Lunch N Learn Dementia

ALBANY, Ga. (WALB) - “How are you doing?”---one Albany group said this question could help save lives.

The National Alliance on Mental Illness, the Albany Advocacy Resource Center and Aspire are offering to teach you how to recognize signs of someone contemplating suicide.

A class on how to recognize when someone is in a crisis. (Source: WA:B)
A class on how to recognize when someone is in a crisis. (Source: WA:B)

The groups are looking to make the topic less taboo, to get you to check on your neighbors, colleagues and family members.

“Because we know suicide has no age, no color. It doesn’t care how much money you have. It doesn’t care how we dress it up. It’s real and that’s what we’d like to let everyone know. Suicide is real. And it can happen to anybody. We just want to be aware of those signs and symptoms of someone who may be in a crisis situation,” said Angie Williams, the System of Care Coordinator.

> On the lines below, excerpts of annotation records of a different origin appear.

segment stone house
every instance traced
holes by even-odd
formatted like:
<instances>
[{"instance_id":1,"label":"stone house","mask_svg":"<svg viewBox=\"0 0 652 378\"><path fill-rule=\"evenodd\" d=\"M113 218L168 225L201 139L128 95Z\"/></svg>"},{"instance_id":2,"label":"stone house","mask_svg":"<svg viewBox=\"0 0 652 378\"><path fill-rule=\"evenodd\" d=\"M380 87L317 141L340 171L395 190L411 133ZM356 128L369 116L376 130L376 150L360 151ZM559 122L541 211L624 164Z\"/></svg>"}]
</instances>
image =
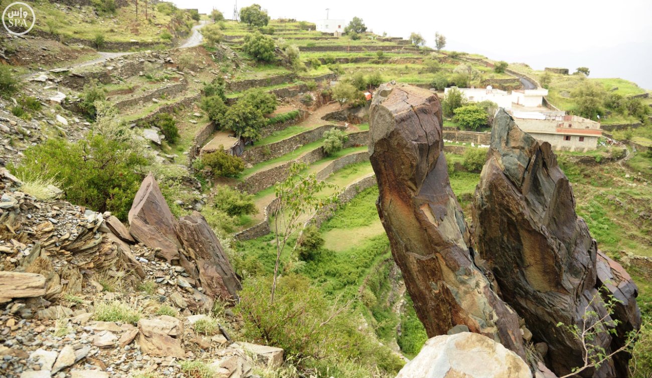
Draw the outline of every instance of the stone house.
<instances>
[{"instance_id":1,"label":"stone house","mask_svg":"<svg viewBox=\"0 0 652 378\"><path fill-rule=\"evenodd\" d=\"M563 113L563 112L562 112ZM595 150L602 136L600 123L560 112L515 112L514 121L541 142L555 150L585 152Z\"/></svg>"}]
</instances>

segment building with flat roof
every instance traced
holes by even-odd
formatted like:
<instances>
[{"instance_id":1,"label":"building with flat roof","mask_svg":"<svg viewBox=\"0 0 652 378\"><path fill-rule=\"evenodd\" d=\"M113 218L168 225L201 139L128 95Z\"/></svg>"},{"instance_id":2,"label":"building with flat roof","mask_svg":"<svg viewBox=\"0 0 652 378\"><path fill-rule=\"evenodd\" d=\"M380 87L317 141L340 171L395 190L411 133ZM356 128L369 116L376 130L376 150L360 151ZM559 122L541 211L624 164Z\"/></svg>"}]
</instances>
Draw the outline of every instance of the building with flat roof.
<instances>
[{"instance_id":1,"label":"building with flat roof","mask_svg":"<svg viewBox=\"0 0 652 378\"><path fill-rule=\"evenodd\" d=\"M322 33L338 33L342 35L346 26L344 20L319 20L315 22L317 31Z\"/></svg>"},{"instance_id":2,"label":"building with flat roof","mask_svg":"<svg viewBox=\"0 0 652 378\"><path fill-rule=\"evenodd\" d=\"M600 123L559 112L514 112L514 121L522 130L555 150L585 152L595 150L602 136Z\"/></svg>"}]
</instances>

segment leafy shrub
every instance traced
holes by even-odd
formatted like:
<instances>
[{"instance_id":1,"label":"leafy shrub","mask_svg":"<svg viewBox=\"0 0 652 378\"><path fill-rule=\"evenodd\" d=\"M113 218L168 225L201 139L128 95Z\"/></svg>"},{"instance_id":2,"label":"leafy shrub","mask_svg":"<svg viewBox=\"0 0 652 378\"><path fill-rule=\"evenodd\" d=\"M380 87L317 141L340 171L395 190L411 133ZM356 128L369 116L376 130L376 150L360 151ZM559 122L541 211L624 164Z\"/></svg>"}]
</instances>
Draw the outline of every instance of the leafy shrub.
<instances>
[{"instance_id":1,"label":"leafy shrub","mask_svg":"<svg viewBox=\"0 0 652 378\"><path fill-rule=\"evenodd\" d=\"M507 68L507 62L505 61L501 61L499 62L496 62L496 64L494 65L494 71L498 74L502 74L505 72L505 69Z\"/></svg>"},{"instance_id":2,"label":"leafy shrub","mask_svg":"<svg viewBox=\"0 0 652 378\"><path fill-rule=\"evenodd\" d=\"M333 96L340 103L340 106L348 103L355 107L362 106L366 101L362 92L349 83L344 82L338 83L333 88Z\"/></svg>"},{"instance_id":3,"label":"leafy shrub","mask_svg":"<svg viewBox=\"0 0 652 378\"><path fill-rule=\"evenodd\" d=\"M260 5L252 4L240 9L240 21L246 22L249 26L263 27L269 22L269 16Z\"/></svg>"},{"instance_id":4,"label":"leafy shrub","mask_svg":"<svg viewBox=\"0 0 652 378\"><path fill-rule=\"evenodd\" d=\"M84 85L80 108L89 118L94 120L97 116L97 107L95 101L104 101L106 92L96 81L92 81Z\"/></svg>"},{"instance_id":5,"label":"leafy shrub","mask_svg":"<svg viewBox=\"0 0 652 378\"><path fill-rule=\"evenodd\" d=\"M115 14L117 9L115 0L93 0L93 5L100 14Z\"/></svg>"},{"instance_id":6,"label":"leafy shrub","mask_svg":"<svg viewBox=\"0 0 652 378\"><path fill-rule=\"evenodd\" d=\"M312 98L312 97L311 97ZM267 125L275 125L276 124L282 124L291 121L292 120L295 120L299 118L301 115L301 113L298 110L293 110L288 113L284 113L280 114L274 117L272 117L267 120Z\"/></svg>"},{"instance_id":7,"label":"leafy shrub","mask_svg":"<svg viewBox=\"0 0 652 378\"><path fill-rule=\"evenodd\" d=\"M308 278L296 275L279 278L271 303L267 290L271 281L250 278L244 282L242 300L235 310L244 321L245 337L282 347L289 358L315 364L321 374L328 369L326 376L371 376L371 371L360 372L360 364L374 366L374 372L377 368L383 376L394 376L402 366L389 348L378 345L358 330L352 320L357 316L349 304L332 304ZM323 358L327 363L318 363ZM351 369L354 362L358 374L338 373Z\"/></svg>"},{"instance_id":8,"label":"leafy shrub","mask_svg":"<svg viewBox=\"0 0 652 378\"><path fill-rule=\"evenodd\" d=\"M318 258L318 254L324 245L324 239L321 233L313 225L303 229L301 236L297 241L297 251L301 261L312 261Z\"/></svg>"},{"instance_id":9,"label":"leafy shrub","mask_svg":"<svg viewBox=\"0 0 652 378\"><path fill-rule=\"evenodd\" d=\"M93 38L93 45L95 46L95 49L100 49L104 46L104 34L98 33L95 34L95 36Z\"/></svg>"},{"instance_id":10,"label":"leafy shrub","mask_svg":"<svg viewBox=\"0 0 652 378\"><path fill-rule=\"evenodd\" d=\"M238 101L222 117L224 128L252 141L260 139L260 131L267 122L263 113L246 101Z\"/></svg>"},{"instance_id":11,"label":"leafy shrub","mask_svg":"<svg viewBox=\"0 0 652 378\"><path fill-rule=\"evenodd\" d=\"M162 40L165 40L166 41L169 41L172 39L172 34L171 34L167 30L163 31L160 36Z\"/></svg>"},{"instance_id":12,"label":"leafy shrub","mask_svg":"<svg viewBox=\"0 0 652 378\"><path fill-rule=\"evenodd\" d=\"M11 72L11 67L0 64L0 96L8 98L18 90L18 79Z\"/></svg>"},{"instance_id":13,"label":"leafy shrub","mask_svg":"<svg viewBox=\"0 0 652 378\"><path fill-rule=\"evenodd\" d=\"M219 22L224 20L224 15L217 9L213 9L211 12L211 18L215 22Z\"/></svg>"},{"instance_id":14,"label":"leafy shrub","mask_svg":"<svg viewBox=\"0 0 652 378\"><path fill-rule=\"evenodd\" d=\"M165 135L166 141L170 144L175 144L179 141L179 129L177 121L168 113L160 113L152 120L152 124L158 128Z\"/></svg>"},{"instance_id":15,"label":"leafy shrub","mask_svg":"<svg viewBox=\"0 0 652 378\"><path fill-rule=\"evenodd\" d=\"M273 113L278 105L276 96L259 88L246 90L238 99L238 103L248 103L263 115Z\"/></svg>"},{"instance_id":16,"label":"leafy shrub","mask_svg":"<svg viewBox=\"0 0 652 378\"><path fill-rule=\"evenodd\" d=\"M219 150L201 156L201 164L211 167L216 176L233 177L244 169L244 162L237 156Z\"/></svg>"},{"instance_id":17,"label":"leafy shrub","mask_svg":"<svg viewBox=\"0 0 652 378\"><path fill-rule=\"evenodd\" d=\"M215 124L220 125L222 123L222 117L226 113L228 107L224 103L220 96L211 96L201 98L200 103L200 108L206 112L208 118L215 122Z\"/></svg>"},{"instance_id":18,"label":"leafy shrub","mask_svg":"<svg viewBox=\"0 0 652 378\"><path fill-rule=\"evenodd\" d=\"M256 214L258 212L258 209L254 203L253 195L242 193L230 187L218 187L213 199L215 208L226 213L230 217Z\"/></svg>"},{"instance_id":19,"label":"leafy shrub","mask_svg":"<svg viewBox=\"0 0 652 378\"><path fill-rule=\"evenodd\" d=\"M218 44L224 38L224 33L222 32L220 26L215 23L207 25L200 30L203 38L211 44Z\"/></svg>"},{"instance_id":20,"label":"leafy shrub","mask_svg":"<svg viewBox=\"0 0 652 378\"><path fill-rule=\"evenodd\" d=\"M48 139L27 148L10 169L28 179L55 180L68 201L125 221L142 178L136 172L147 163L126 143L95 133L74 143Z\"/></svg>"},{"instance_id":21,"label":"leafy shrub","mask_svg":"<svg viewBox=\"0 0 652 378\"><path fill-rule=\"evenodd\" d=\"M370 87L378 87L383 83L383 75L376 71L367 76L366 83Z\"/></svg>"},{"instance_id":22,"label":"leafy shrub","mask_svg":"<svg viewBox=\"0 0 652 378\"><path fill-rule=\"evenodd\" d=\"M349 140L348 135L344 131L333 128L324 131L324 152L327 155L332 155L342 150L344 143Z\"/></svg>"},{"instance_id":23,"label":"leafy shrub","mask_svg":"<svg viewBox=\"0 0 652 378\"><path fill-rule=\"evenodd\" d=\"M41 109L42 107L38 99L35 97L32 97L31 96L26 96L25 97L22 97L18 103L22 105L23 107L25 109L29 109L29 110L33 110L34 111L38 111Z\"/></svg>"},{"instance_id":24,"label":"leafy shrub","mask_svg":"<svg viewBox=\"0 0 652 378\"><path fill-rule=\"evenodd\" d=\"M467 170L479 173L486 161L488 151L487 148L467 148L462 166Z\"/></svg>"},{"instance_id":25,"label":"leafy shrub","mask_svg":"<svg viewBox=\"0 0 652 378\"><path fill-rule=\"evenodd\" d=\"M487 124L487 113L477 105L460 107L454 111L454 120L462 126L477 130Z\"/></svg>"},{"instance_id":26,"label":"leafy shrub","mask_svg":"<svg viewBox=\"0 0 652 378\"><path fill-rule=\"evenodd\" d=\"M274 44L272 37L263 35L256 31L244 37L243 51L258 61L271 62L276 57L274 55Z\"/></svg>"},{"instance_id":27,"label":"leafy shrub","mask_svg":"<svg viewBox=\"0 0 652 378\"><path fill-rule=\"evenodd\" d=\"M441 101L441 109L444 115L451 117L455 115L455 109L466 105L466 97L457 88L451 88L446 97Z\"/></svg>"}]
</instances>

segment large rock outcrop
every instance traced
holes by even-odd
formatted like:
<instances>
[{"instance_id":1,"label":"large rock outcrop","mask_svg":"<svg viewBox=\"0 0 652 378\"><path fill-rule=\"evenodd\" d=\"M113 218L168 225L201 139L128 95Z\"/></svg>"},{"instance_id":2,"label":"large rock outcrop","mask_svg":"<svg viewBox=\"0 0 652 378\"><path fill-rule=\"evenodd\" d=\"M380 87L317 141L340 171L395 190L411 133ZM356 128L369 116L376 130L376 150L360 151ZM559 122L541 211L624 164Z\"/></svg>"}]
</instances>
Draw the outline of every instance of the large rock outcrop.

There will be another training session next Tuesday, May 21 from 2 to 4 pm at the ARC Center in Albany.

Another group working to spread awareness:

Business owners in Dougherty County are learning how to become dementia friendly which means first learning what to do if a client or shopper with dementia needs help.

Business become aware of how to help people with dementia. (Source: WALB)
Business become aware of how to help people with dementia. (Source: WALB)

More than 1,300 people in Dougherty County have dementia.

That’s just the people the Alzheimer’s Outreach Center knows of which is why the center has partnered with the Southwest Georgia Council on Aging and Phoebe.

They’re working to teach business owners how to recognize clients, or people that they’re servicing, with dementia.

Someone with dementia could become frightened or disoriented while in your shop or restaurant.

The center wants you to know how to help, rather than make the situation worse.

“They may not can make change. They may not be able to give you the right amount of money. They might not can write a check for the correct amount of money. They may appear lost, they might get angry if you try to help them. So what we’re trying to teach employees is to deal with that anger, to help them with the change, or just recognize that there is a problem there,” said Nancy Goode with the Alzheimer’s Outreach Center.

If your employees go through the training, you will get a “We are Dementia Friendly” window sticker to let the community know.